If the claim is that AIs will allow non-programmers to make full and complete programs, that claim needs to explain how the AI can manage all that context. We know that context windows are expensive, even small ones, to maintain. Can an AI maintain a context window to coherent build an entire application? I haven’t seen any evidence of that being true.

If the claims is that AIs can help us write functions here and there, I think that is probably true but also with limits. As a product grows, many functions do not exist in isolation. The Terrateam product that I’ve helped build over the last few years has every few functions we need implemented that are narrow in scope. They need to work within the existing feature set. As a comparison, think if how hard it is to onboard a new engineer to an existing product. What is onboarding? It’s putting as much context as possible into that engineers brain to such that they can make informed decisions. The older and larger the product, the more context there is. As things scale, it’s even worse because you have to maintain context for the production system which often is different in meaningful ways than the test environment.

LLMs Are Good At…

What I use LLMs for is as a search engine replacement. I think that, in part, is because Google has really been dropping the ball on search quality. They fell victim to the folly they identified when your incentives for search don’t align with your incentives for making money. I also sometimes do want the LLM to synthesize a little summary of whatever I’m search for. It’s helpful for me to quickly check if my mental model matches what it is saying. The LLM is my first step, and if I’m lucky it gives me links that I can use to verify what it is telling me.

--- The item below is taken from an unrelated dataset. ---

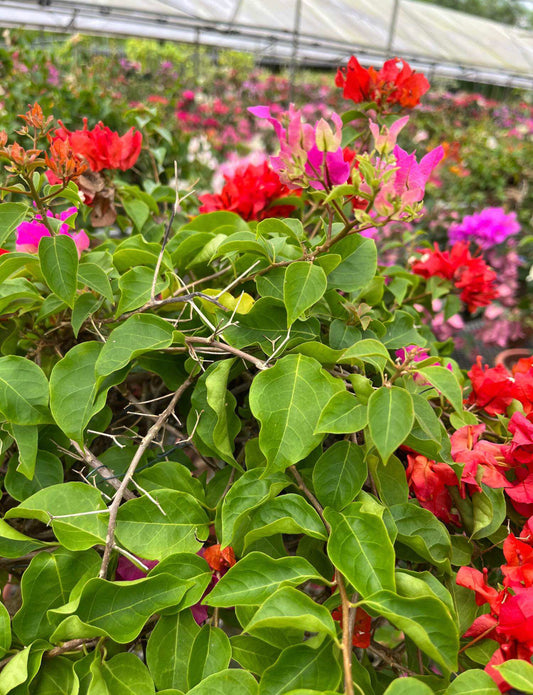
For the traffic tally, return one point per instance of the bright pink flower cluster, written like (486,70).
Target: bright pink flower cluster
(309,155)
(510,619)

The other place I’ve found success with LLMs is helping me transform well-understood ideas into something consumable in a different context. Most recently, I was looking at adjusting my diet. I did several iterations with ChatGPT, giving it different constraints I wanted on the meal plans. It worked well for that. I wasn’t happy with the final suggestions it gave me, and some of the math around calories didn’t make sense, but it gave me enough information I needed in order to be creative on my own.

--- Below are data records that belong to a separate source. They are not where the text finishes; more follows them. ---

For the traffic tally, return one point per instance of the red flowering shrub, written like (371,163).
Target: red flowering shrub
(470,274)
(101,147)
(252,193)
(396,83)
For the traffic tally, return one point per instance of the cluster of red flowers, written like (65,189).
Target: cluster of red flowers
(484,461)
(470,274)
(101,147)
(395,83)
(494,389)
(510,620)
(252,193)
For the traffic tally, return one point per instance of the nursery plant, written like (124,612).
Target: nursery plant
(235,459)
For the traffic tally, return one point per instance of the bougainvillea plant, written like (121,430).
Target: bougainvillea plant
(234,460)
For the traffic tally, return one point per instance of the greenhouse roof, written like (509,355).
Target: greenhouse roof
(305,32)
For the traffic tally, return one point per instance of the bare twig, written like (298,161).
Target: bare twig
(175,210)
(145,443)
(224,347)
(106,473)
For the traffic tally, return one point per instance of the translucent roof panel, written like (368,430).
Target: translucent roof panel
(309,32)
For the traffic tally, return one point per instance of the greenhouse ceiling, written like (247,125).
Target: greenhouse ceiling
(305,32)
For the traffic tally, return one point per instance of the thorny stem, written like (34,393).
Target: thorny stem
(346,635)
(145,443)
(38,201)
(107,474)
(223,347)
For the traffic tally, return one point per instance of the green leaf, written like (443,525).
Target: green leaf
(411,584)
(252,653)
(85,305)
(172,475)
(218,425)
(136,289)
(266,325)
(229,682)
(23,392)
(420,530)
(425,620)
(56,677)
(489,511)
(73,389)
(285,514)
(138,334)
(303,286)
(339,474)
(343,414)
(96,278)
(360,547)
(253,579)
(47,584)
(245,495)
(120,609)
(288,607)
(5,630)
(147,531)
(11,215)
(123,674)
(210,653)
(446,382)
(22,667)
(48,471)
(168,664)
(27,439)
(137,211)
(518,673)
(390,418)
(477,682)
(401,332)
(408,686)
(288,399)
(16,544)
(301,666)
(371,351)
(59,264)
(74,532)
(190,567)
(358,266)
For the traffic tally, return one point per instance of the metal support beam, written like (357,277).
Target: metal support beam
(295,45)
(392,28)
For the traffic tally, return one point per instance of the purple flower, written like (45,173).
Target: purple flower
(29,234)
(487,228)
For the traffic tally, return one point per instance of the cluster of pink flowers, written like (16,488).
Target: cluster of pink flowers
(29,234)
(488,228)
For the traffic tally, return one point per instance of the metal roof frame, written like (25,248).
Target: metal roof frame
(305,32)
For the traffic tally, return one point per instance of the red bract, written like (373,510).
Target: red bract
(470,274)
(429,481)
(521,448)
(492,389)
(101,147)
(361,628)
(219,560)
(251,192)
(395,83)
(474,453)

I have friends that use LLMs for study guides as well. Not teaching them the information, but using the LLM to build a study program for them to learn the information on their own in a way that is consumable for them.

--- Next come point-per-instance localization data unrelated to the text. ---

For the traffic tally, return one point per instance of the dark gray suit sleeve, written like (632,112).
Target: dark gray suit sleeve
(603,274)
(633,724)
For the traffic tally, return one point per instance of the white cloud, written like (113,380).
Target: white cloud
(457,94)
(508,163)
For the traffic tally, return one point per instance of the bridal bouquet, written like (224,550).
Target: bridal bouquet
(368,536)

What these examples have in common is that they are not about getting the LLM to be creating but to use its enormous database of information and filter it in different ways.

LLMs do some really cool things. Things that, pre-LLM, you’d think was a long ways off. They do represent an interesting step in software. But they fundamentally lack the ability to reason. They fundamentally lack the ability to create new insights. I believe that the novelty of LLMs will begin to wear off as we get accustomed to them. Being on the 15th iteration of a prompt and getting even worse nonsense out of it will seem less of a funny meme and more of a painful reality. I think that LLMs will find their place but it’s not going to be with the VCs want us to think. CEOs that went hard on AI in place of humans will be in for a painful wake up call as their software is full of security holes and is difficult to maintain. And don’t forget all of the information we are willingly give to the LLMs because we think it’ll give us better answers and what they might do with it.

Be skeptical of the hype. Be skeptical of the marketing machine. Use the tools in ways that align with your values.